Data Set for Link collector links need to be the same size?

Post questions here relative to DataStage Server Edition for such areas as Server job design, DS Basic, Routines, Job Sequences, etc.

Moderators: chulett, rschirm, roy

Post Reply
jpr196
Participant
Posts: 65
Joined: Tue Sep 26, 2006 1:49 pm
Location: Virginia

Data Set for Link collector links need to be the same size?

Post by jpr196 »

Hey All,

Hopefully an easy question. We have 2 sequential files (same structure) loading to one table. We were using link collector stage but our job has failed a few times after running for a period of time. The files have different amounts of data (1st has 50 million rows and 2nd has 70 million). Would this cause a timeout error using the link collector stage, round-robin algorithm? Is the simplest solution to break it up into 2 jobs and process each separately? Thanks in advance!
chulett
Charter Member
Charter Member
Posts: 43085
Joined: Tue Nov 12, 2002 4:34 pm
Location: Denver, CO

Post by chulett »

What kind of failure, a timeout? Basically yes, they should be of a similar volume but I don't think that's a hard and fast requirement. :?
-craig

"You can never have too many knives" -- Logan Nine Fingers
ray.wurlod
Participant
Posts: 54607
Joined: Wed Oct 23, 2002 10:52 pm
Location: Sydney, Australia
Contact:

Post by ray.wurlod »

The Link Collector stage is notorious for this behaviour. It takes Round Robin to mean "wait", rather than "skip if not ready". It does not process the "end of data" token gracefully.

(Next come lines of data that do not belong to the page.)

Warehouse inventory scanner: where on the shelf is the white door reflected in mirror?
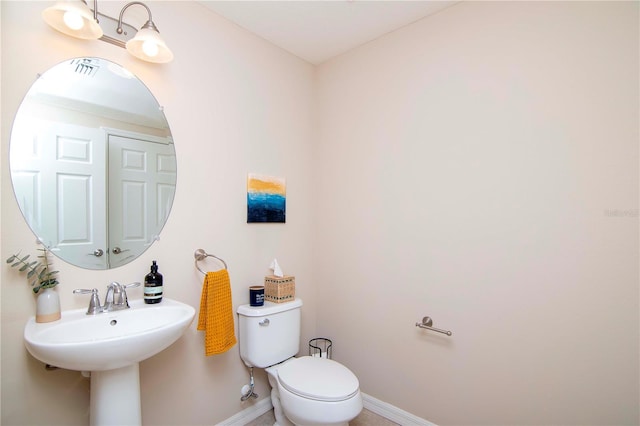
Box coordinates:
[10,58,177,269]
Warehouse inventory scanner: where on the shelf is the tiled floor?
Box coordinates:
[245,410,398,426]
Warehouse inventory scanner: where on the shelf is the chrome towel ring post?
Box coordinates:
[416,317,453,336]
[193,249,228,275]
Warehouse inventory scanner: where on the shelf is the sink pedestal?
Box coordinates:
[90,362,142,426]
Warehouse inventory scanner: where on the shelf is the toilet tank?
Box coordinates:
[237,299,302,368]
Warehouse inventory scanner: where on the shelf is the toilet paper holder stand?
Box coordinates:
[416,317,453,336]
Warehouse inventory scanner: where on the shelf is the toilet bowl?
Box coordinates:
[266,356,362,426]
[238,299,362,426]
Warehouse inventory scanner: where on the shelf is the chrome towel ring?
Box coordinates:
[193,249,228,275]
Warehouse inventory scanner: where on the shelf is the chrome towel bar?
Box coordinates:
[416,317,453,336]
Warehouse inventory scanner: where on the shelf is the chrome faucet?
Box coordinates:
[73,281,140,315]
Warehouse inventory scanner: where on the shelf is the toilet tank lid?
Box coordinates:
[237,298,302,317]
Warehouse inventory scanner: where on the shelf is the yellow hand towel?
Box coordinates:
[198,269,236,356]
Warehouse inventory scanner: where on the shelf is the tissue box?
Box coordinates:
[264,275,296,303]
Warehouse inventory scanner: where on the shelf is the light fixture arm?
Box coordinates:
[117,0,160,34]
[90,0,100,23]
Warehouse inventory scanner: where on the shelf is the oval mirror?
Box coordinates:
[10,58,177,269]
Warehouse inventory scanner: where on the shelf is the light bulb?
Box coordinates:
[63,10,84,31]
[142,40,160,57]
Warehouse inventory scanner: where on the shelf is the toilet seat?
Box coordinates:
[278,356,360,402]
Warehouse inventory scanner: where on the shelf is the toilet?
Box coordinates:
[237,299,362,426]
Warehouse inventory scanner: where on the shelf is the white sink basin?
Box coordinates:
[24,297,195,371]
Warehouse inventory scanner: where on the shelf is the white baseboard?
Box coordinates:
[218,392,436,426]
[362,392,436,426]
[218,398,273,426]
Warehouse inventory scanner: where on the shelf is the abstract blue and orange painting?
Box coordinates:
[247,173,287,223]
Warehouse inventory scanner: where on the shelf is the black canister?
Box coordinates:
[144,260,163,303]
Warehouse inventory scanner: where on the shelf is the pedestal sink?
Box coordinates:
[24,297,195,425]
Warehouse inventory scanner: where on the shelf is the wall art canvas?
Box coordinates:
[247,173,287,223]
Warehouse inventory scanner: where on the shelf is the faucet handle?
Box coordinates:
[117,282,140,309]
[73,288,102,315]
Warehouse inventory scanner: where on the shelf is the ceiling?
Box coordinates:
[200,0,457,65]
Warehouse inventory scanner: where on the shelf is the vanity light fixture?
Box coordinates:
[42,0,173,63]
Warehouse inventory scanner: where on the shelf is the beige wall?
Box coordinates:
[0,1,640,425]
[314,2,640,425]
[0,1,315,425]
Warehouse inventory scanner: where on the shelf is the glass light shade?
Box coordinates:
[42,0,103,40]
[126,28,173,64]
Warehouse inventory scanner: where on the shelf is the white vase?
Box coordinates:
[36,288,61,322]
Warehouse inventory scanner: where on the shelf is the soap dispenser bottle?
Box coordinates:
[144,260,163,303]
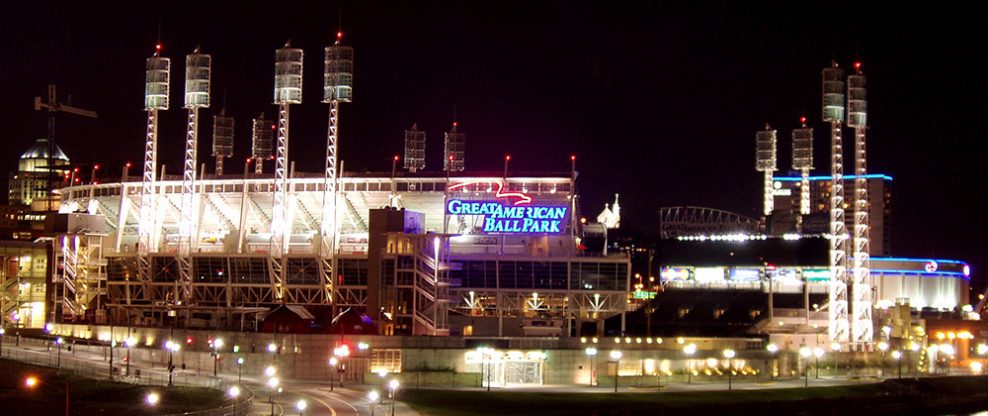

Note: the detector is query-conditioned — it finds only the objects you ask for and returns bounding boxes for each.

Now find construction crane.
[34,84,99,211]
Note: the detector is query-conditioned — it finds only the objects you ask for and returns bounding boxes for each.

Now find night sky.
[0,1,988,290]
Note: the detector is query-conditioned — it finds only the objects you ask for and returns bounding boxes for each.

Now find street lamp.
[226,386,240,414]
[765,343,779,380]
[367,390,381,416]
[892,350,902,379]
[584,347,597,387]
[213,338,223,377]
[683,344,696,384]
[388,379,400,416]
[723,348,736,390]
[878,341,889,377]
[55,337,65,370]
[24,376,70,416]
[165,340,182,387]
[813,347,823,378]
[611,350,621,393]
[124,338,137,376]
[799,347,813,387]
[329,357,340,391]
[237,357,244,383]
[268,376,280,416]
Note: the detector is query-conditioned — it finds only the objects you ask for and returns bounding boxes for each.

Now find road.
[3,339,417,416]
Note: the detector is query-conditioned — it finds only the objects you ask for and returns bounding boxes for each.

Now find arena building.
[52,174,630,336]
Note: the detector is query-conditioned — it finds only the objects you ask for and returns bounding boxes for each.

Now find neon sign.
[446,199,569,234]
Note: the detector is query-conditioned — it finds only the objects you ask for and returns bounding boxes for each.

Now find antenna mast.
[847,62,874,344]
[823,62,850,345]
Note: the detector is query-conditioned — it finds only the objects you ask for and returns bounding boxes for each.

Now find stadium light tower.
[405,124,425,173]
[823,62,850,344]
[213,109,234,176]
[792,117,813,232]
[137,43,171,283]
[319,30,353,303]
[250,113,275,175]
[271,42,303,260]
[269,41,303,300]
[847,62,874,343]
[177,48,212,300]
[755,123,778,217]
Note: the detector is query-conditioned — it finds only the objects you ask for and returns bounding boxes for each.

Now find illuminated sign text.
[446,199,568,234]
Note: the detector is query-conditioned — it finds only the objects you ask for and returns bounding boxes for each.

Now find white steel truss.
[828,121,850,343]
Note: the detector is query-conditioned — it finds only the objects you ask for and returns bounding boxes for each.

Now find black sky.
[0,1,988,290]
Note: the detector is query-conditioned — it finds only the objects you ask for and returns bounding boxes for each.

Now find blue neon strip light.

You could cat the files together in a Filter command then, within the job if you want to, use Link Partitioner and Link Collector stages in concert to cause parallel processing. But try it without these stages first - I think that the speed of the Sequential File stage will be more than adequate.
IBM Software Services Group
Any contribution to this forum is my own opinion and does not necessarily reflect any position that IBM may hold.
chulett
Charter Member
Charter Member
Posts: 43085
Joined: Tue Nov 12, 2002 4:34 pm
Location: Denver, CO

Post by chulett »

That probably explains why I don't use it. As noted, prefer concatenation, either before job or dynamically via the Filter.
-craig

"You can never have too many knives" -- Logan Nine Fingers
jpr196
Participant
Posts: 65
Joined: Tue Sep 26, 2006 1:49 pm
Location: Virginia

Post by jpr196 »

Thanks for the responses and suggestions. I need to filter data from each file before loading (and this is a one time load) so I think I'll process each file separately to work around the link collector.
Post Reply